Micah and I went to a cool exhibit at the Metropolitan Museum of Art last weekend.  Cool as a crypt, in fact.  Death Becomes Her:  A Century of Mourning Attire explored the 18th and 19th century custom of mourning as expressed through clothing and jewelry.  I want to bring mourning clothes back.  (Unlike Justin Timberlake who just wants to bring Sexy back.)

This Elle magazine review describes the exhibit much better than I could, thanks to the talent of  journalist, Rebecca Moss.  I liked her article, so I googled her.  Reminds me of a way more put together Bridget Jones.

Pale mannequins draped in dark shades that seemed to float through the room, though they were motionless...








... as Gabriel Fauré's Requiem set the tone.  There seemed to be a swirling, foggy mist, though there wasn't.




Hair of the deceased worn as jewelry




Quotes on the subjects of death and mourning, projected onto the walls, faded in and out, ghostlike. Among them...

“Black is becoming; and young widows, fair, plump, and smiling, with their roguish eyes sparkling under their black veils are very seducing,” Robert De Valcourt, The Illustrated Manners Book: A Manual of Good Behavior and Polite Accomplishments.
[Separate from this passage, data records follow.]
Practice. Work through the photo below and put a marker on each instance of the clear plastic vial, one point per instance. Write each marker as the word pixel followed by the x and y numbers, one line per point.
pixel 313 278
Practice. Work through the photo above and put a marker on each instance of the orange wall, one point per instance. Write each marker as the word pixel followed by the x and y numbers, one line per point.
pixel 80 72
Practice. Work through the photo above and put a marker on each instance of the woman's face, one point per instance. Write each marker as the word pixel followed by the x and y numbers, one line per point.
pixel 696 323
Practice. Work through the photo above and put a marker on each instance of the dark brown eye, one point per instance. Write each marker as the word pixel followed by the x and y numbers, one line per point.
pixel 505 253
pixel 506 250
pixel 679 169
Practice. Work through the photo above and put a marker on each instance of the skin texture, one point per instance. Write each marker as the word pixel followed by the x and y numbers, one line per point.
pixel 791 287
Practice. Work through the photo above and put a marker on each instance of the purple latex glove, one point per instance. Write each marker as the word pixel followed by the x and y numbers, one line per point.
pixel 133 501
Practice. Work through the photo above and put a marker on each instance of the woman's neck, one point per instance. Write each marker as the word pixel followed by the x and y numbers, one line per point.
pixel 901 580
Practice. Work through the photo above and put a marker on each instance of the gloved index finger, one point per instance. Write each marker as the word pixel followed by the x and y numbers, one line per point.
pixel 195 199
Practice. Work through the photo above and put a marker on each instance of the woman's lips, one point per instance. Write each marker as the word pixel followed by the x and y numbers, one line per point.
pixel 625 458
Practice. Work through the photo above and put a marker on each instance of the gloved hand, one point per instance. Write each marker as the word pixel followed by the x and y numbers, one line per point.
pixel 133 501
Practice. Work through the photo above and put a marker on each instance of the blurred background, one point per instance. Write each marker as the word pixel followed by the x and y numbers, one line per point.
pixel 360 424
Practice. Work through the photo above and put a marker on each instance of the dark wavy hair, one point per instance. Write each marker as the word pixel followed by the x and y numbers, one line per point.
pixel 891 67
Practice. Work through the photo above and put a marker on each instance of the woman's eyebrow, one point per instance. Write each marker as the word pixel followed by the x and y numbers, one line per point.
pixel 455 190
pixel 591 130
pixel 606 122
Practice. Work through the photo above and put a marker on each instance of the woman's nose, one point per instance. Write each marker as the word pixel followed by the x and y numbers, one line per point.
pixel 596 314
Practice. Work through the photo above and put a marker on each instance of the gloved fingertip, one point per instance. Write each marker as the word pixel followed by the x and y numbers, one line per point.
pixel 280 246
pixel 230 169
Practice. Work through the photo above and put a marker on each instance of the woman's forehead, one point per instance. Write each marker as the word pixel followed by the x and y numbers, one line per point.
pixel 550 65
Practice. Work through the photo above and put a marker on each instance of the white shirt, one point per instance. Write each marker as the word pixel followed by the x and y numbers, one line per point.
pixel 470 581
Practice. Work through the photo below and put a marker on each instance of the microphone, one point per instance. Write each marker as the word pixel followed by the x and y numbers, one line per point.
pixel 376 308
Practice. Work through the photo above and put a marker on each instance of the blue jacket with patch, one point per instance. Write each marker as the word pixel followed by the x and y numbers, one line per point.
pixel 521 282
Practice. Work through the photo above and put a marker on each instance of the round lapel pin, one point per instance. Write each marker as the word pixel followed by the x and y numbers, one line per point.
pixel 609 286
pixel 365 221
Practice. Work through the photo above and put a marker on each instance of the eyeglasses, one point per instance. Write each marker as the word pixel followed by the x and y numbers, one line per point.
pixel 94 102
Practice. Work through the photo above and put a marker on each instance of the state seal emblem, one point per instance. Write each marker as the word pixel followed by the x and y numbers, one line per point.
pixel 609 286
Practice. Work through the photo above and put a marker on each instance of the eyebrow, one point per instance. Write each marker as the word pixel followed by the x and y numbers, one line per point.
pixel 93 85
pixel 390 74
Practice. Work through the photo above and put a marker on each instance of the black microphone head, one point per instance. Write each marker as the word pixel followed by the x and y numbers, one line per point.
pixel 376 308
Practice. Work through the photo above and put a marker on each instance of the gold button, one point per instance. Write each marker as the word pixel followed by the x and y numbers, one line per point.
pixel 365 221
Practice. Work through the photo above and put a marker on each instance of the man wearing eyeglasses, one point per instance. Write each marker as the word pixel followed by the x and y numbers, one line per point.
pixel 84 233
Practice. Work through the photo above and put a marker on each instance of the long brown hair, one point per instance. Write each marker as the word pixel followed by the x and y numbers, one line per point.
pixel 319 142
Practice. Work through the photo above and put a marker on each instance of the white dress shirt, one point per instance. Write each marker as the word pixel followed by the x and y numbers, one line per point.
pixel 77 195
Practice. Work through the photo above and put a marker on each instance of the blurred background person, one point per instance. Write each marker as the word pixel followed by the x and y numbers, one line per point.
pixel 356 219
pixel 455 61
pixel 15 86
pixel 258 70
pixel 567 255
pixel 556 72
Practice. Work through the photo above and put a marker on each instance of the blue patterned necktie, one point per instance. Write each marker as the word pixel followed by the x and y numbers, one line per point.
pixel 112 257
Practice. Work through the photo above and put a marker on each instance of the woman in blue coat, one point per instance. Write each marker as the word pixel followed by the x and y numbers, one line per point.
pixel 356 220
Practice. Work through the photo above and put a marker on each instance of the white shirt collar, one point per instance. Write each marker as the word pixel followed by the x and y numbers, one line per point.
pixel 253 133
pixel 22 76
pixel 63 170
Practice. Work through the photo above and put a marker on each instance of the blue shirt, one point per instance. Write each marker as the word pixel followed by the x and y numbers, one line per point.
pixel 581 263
Framed illustrations from the turn of the century (not the last one... the one in 1901) Life magazine series traced the path of a young widow as she transitioned from married woman to available woman. You can enjoy the illustrations at this website.  I don't know how accurate is the image of the grieving woman as alluring and the other women as suspicious and resentful. 19th century perspective, male perspective, both/neither, accurate/inaccurate?  In the last installment, she decides to join a convent where even the clergymen lurk in the background, eyeing her. I bought a first edition of the Life book that contains the series, on Ebay, for Micah, as a remembrance of our day at the museum. It's a big book - 18" x 12" or so.  










Marie Antoinette's final order from her favorite dressmaker, Rose Bertin, was for black mourning clothes when Louis XVI was executed.  The authorities denied her the right to wear them for her transport to her own execution though she felt somewhat comforted that the white she was told to wear was the original mourning color for Queens of France.  

Pictured:  praying at Conciergerie, awaiting trial, under guard, wearing mourning

Marie Antoinette's mother wore mourning for her husband (Francis I) 
from the time of his death until her own fifteen years later.